The Attempt at a Solution

I assume that since it has been open for a long time the cap is fully charged to 1E-6F. Using the first equation I can't find Q because if you plug in q=cv in the equation it is ln(1)=0 then the time is 0. I know that the answer to a is t=1.5s from the back of the book. I guess I just don't know how to find Q. Also, since the 50kohm and 100kohm resistors are in series but not next to each other can I used the series law to make it a 150kohm resistor. I guess I don't know since there is either a capacitor or a battery in between them.

 

[kamerling]

Capacitors do not get charged up to a certain capacitance, They get charged until the voltage across them is so high that no more current can flow.
If you have a capacitor, a resistor and a battery in series, that point is reached once the voltage across the capacitor is equal to the voltage across the battery, so the voltage across the resistor is 0.
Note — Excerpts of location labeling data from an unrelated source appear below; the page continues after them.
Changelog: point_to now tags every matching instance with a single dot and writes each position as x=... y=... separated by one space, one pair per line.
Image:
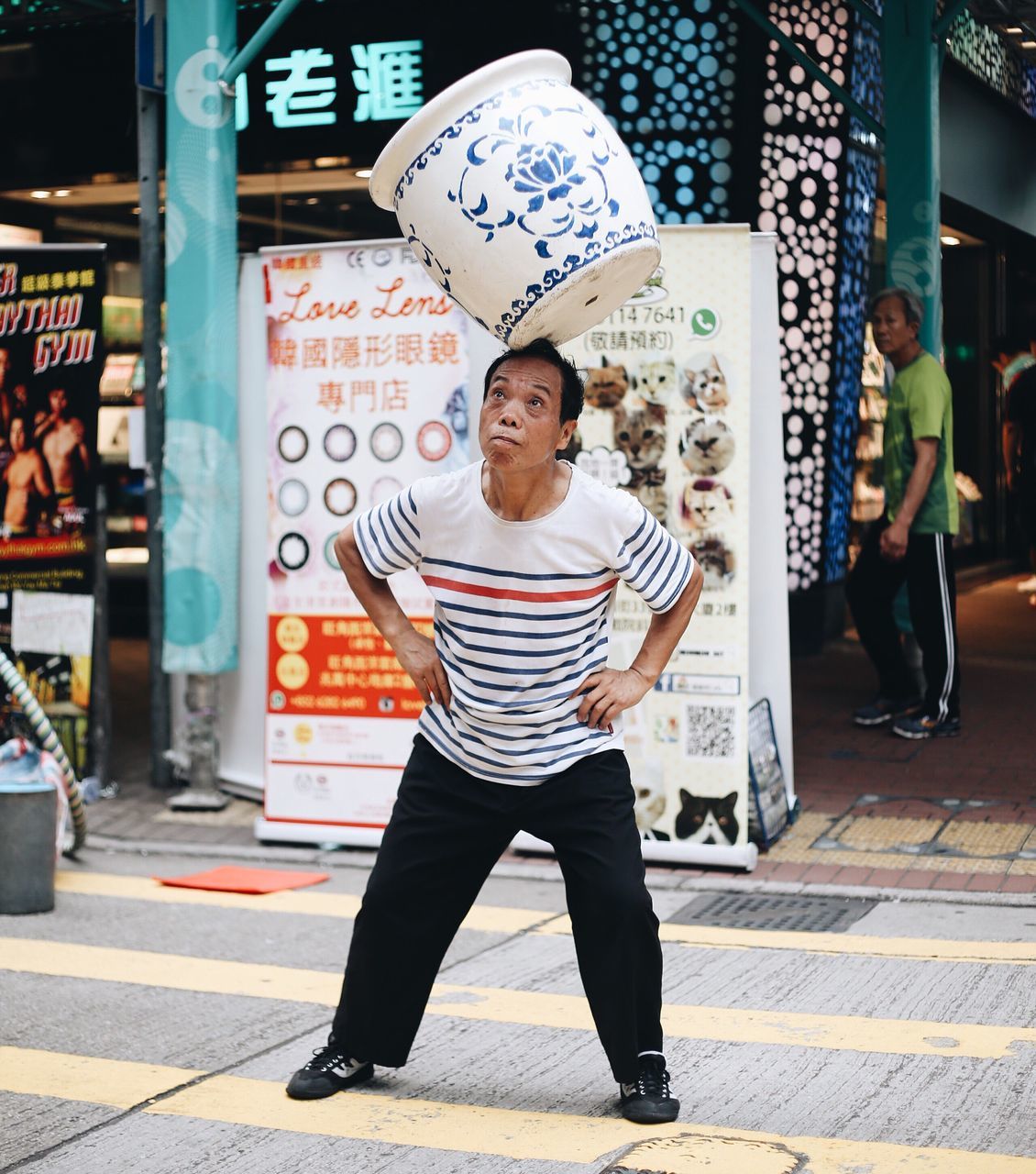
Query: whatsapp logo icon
x=704 y=323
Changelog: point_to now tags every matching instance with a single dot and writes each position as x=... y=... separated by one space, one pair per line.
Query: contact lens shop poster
x=368 y=370
x=667 y=418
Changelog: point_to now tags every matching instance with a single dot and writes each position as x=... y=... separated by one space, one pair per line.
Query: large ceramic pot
x=521 y=201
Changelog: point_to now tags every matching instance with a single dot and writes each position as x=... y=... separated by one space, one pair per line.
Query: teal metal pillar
x=911 y=59
x=201 y=481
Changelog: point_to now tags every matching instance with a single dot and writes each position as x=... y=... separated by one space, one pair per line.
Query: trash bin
x=28 y=814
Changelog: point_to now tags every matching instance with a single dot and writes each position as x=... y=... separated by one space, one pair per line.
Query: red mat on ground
x=231 y=879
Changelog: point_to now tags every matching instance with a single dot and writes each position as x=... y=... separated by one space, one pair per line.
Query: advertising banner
x=50 y=361
x=667 y=418
x=368 y=371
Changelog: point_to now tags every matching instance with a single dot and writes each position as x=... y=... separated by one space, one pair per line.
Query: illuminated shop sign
x=302 y=88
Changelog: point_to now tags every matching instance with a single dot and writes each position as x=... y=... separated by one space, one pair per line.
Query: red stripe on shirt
x=531 y=596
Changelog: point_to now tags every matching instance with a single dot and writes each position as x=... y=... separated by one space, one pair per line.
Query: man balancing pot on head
x=913 y=543
x=523 y=725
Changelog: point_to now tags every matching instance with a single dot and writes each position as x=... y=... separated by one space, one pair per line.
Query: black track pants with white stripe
x=930 y=575
x=446 y=833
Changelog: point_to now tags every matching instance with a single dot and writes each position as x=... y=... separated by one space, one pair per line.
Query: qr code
x=710 y=732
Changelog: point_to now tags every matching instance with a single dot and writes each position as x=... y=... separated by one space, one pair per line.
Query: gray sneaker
x=886 y=709
x=328 y=1072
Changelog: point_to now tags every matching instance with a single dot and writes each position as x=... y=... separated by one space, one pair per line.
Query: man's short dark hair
x=913 y=310
x=571 y=385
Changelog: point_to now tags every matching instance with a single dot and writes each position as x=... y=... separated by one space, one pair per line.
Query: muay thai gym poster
x=50 y=360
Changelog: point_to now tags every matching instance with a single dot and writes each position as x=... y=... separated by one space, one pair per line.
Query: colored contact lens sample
x=340 y=497
x=339 y=441
x=292 y=497
x=292 y=444
x=292 y=550
x=386 y=441
x=435 y=440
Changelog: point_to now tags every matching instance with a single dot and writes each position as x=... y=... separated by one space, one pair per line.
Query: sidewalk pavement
x=877 y=813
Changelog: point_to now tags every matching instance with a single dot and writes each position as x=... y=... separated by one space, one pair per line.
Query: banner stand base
x=330 y=835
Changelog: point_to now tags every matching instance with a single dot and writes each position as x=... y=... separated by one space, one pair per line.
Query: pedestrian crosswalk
x=401 y=1126
x=465 y=1128
x=290 y=984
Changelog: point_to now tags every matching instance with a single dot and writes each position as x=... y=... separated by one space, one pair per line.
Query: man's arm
x=894 y=537
x=609 y=691
x=414 y=652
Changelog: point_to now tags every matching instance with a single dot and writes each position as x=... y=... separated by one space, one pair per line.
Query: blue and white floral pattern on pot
x=549 y=191
x=521 y=201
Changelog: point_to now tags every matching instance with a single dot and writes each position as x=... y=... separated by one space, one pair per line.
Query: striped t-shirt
x=523 y=611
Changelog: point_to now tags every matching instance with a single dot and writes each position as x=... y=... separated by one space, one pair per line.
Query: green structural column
x=201 y=478
x=911 y=61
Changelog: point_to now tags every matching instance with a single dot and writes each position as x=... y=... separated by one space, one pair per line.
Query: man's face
x=520 y=422
x=892 y=331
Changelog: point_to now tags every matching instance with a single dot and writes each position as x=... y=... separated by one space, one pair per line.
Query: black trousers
x=446 y=833
x=927 y=570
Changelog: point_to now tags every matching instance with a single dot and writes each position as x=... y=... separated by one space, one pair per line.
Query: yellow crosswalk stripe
x=503 y=919
x=678 y=1148
x=854 y=1034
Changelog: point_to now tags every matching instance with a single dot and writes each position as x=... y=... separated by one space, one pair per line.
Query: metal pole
x=260 y=39
x=910 y=63
x=149 y=113
x=101 y=667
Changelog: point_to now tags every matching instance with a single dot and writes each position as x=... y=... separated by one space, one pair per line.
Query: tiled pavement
x=949 y=814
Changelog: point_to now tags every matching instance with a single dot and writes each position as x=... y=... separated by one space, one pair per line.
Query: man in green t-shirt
x=913 y=541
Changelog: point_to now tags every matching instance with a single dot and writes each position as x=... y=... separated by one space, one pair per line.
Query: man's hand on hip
x=894 y=541
x=607 y=692
x=420 y=661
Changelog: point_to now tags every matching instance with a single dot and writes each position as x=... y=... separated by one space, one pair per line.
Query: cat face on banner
x=605 y=385
x=656 y=381
x=705 y=388
x=640 y=432
x=707 y=821
x=705 y=505
x=716 y=560
x=707 y=447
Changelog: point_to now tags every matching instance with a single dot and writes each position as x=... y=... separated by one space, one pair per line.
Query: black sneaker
x=885 y=709
x=649 y=1101
x=922 y=726
x=328 y=1072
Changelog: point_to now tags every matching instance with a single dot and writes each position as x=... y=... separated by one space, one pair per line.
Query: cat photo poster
x=666 y=419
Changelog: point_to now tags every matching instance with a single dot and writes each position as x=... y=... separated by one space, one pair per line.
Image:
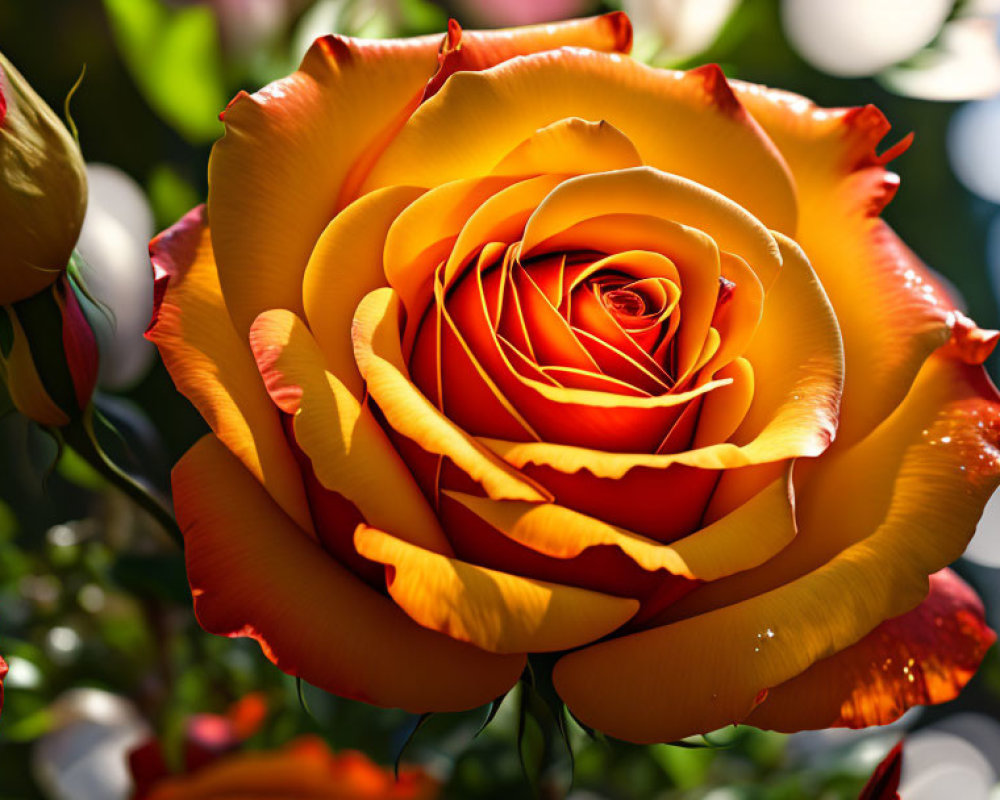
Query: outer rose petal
x=689 y=124
x=277 y=176
x=892 y=312
x=350 y=453
x=344 y=266
x=19 y=373
x=212 y=366
x=636 y=688
x=254 y=573
x=923 y=657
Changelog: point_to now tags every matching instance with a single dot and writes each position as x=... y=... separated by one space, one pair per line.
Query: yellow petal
x=741 y=540
x=408 y=411
x=893 y=312
x=646 y=191
x=350 y=453
x=213 y=367
x=711 y=670
x=283 y=168
x=18 y=372
x=689 y=124
x=496 y=611
x=345 y=265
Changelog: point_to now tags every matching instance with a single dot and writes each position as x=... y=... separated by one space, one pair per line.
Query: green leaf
x=170 y=195
x=175 y=59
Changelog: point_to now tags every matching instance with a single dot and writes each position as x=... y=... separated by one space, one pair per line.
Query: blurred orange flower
x=510 y=344
x=305 y=768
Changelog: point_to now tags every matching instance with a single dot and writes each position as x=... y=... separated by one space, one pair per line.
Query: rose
x=518 y=355
x=43 y=190
x=48 y=355
x=215 y=763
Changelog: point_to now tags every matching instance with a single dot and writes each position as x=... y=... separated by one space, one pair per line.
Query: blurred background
x=95 y=612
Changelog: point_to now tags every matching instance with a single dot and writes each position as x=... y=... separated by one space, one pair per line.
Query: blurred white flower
x=84 y=756
x=113 y=243
x=674 y=30
x=937 y=764
x=861 y=37
x=974 y=147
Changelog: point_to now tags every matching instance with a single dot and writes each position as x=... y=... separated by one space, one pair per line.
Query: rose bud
x=515 y=348
x=48 y=355
x=43 y=190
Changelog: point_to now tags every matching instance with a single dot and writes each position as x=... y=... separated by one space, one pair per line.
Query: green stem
x=79 y=435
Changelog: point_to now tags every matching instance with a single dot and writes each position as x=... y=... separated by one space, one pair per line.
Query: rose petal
x=278 y=175
x=743 y=539
x=893 y=311
x=679 y=122
x=570 y=146
x=349 y=452
x=254 y=573
x=408 y=411
x=344 y=266
x=212 y=366
x=636 y=688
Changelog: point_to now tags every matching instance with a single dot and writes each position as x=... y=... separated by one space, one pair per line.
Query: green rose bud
x=43 y=190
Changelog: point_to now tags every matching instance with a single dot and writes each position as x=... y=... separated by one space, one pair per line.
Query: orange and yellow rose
x=511 y=344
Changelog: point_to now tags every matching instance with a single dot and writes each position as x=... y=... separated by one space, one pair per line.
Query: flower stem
x=80 y=435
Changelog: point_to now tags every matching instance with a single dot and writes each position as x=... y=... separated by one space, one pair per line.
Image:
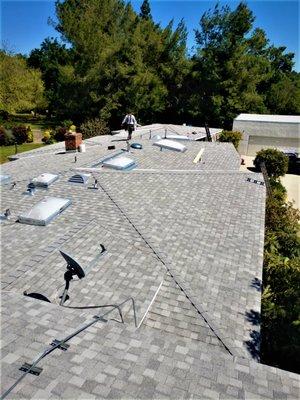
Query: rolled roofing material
x=119 y=162
x=170 y=145
x=44 y=180
x=44 y=211
x=198 y=156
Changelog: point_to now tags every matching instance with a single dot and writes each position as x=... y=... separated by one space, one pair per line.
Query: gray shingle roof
x=187 y=245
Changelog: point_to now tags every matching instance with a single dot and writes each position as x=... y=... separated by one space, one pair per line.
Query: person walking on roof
x=129 y=124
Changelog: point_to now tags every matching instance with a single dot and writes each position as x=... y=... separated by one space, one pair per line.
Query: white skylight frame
x=170 y=145
x=45 y=211
x=44 y=180
x=119 y=163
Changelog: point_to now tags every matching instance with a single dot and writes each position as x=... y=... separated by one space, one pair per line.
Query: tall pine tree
x=145 y=10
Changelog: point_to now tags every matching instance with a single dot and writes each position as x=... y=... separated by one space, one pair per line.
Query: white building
x=267 y=131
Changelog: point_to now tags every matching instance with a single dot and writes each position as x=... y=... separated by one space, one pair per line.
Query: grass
x=6 y=151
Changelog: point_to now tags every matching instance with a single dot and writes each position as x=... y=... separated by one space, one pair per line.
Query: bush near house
x=48 y=137
x=233 y=137
x=93 y=127
x=22 y=134
x=276 y=162
x=59 y=133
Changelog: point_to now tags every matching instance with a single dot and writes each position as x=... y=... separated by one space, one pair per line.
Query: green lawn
x=6 y=151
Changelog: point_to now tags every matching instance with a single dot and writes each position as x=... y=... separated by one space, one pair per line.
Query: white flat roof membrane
x=119 y=162
x=291 y=119
x=170 y=145
x=44 y=211
x=177 y=137
x=44 y=180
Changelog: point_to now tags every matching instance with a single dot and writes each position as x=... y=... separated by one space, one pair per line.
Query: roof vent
x=80 y=179
x=170 y=145
x=44 y=211
x=44 y=180
x=4 y=179
x=119 y=163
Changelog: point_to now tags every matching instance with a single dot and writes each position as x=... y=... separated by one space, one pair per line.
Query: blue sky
x=24 y=23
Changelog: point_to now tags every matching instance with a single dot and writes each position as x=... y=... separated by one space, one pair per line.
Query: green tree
x=233 y=137
x=121 y=61
x=21 y=88
x=275 y=161
x=145 y=10
x=234 y=67
x=49 y=59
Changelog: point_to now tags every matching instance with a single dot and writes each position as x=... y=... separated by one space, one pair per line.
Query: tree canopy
x=21 y=88
x=112 y=59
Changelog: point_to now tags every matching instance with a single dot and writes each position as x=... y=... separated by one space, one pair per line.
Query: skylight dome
x=80 y=178
x=170 y=145
x=44 y=180
x=119 y=163
x=44 y=211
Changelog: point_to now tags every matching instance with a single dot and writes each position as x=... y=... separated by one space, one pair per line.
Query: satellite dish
x=136 y=146
x=73 y=265
x=37 y=296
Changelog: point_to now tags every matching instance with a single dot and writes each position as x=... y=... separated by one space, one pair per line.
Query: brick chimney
x=72 y=141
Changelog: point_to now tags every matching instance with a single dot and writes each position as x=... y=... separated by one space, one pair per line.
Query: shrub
x=233 y=137
x=278 y=190
x=20 y=133
x=276 y=162
x=29 y=135
x=94 y=127
x=59 y=133
x=67 y=123
x=6 y=137
x=4 y=115
x=48 y=137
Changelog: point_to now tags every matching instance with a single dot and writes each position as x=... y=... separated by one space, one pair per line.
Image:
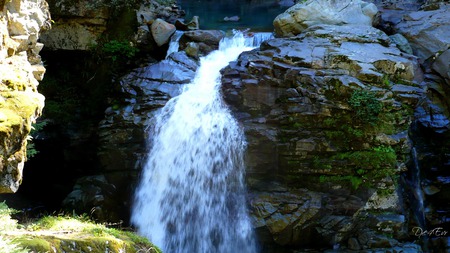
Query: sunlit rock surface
x=20 y=70
x=305 y=14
Unfortunately I can't see the picture yet.

 

[kamerling]

If the switch is open the resistors and the capacitor will all have the same current passing through them. that means it's OK to swap two of them around. You can prove this with kirchhofs loop law. After the switch closes you have two loops with the current in them independent. The sum of those currents goes through the switch

 

[bassplayer142]

So basically I can treat the two resistors as being in series, but when the switch is closed I must use kirchhoff's laws? Sounds right to me.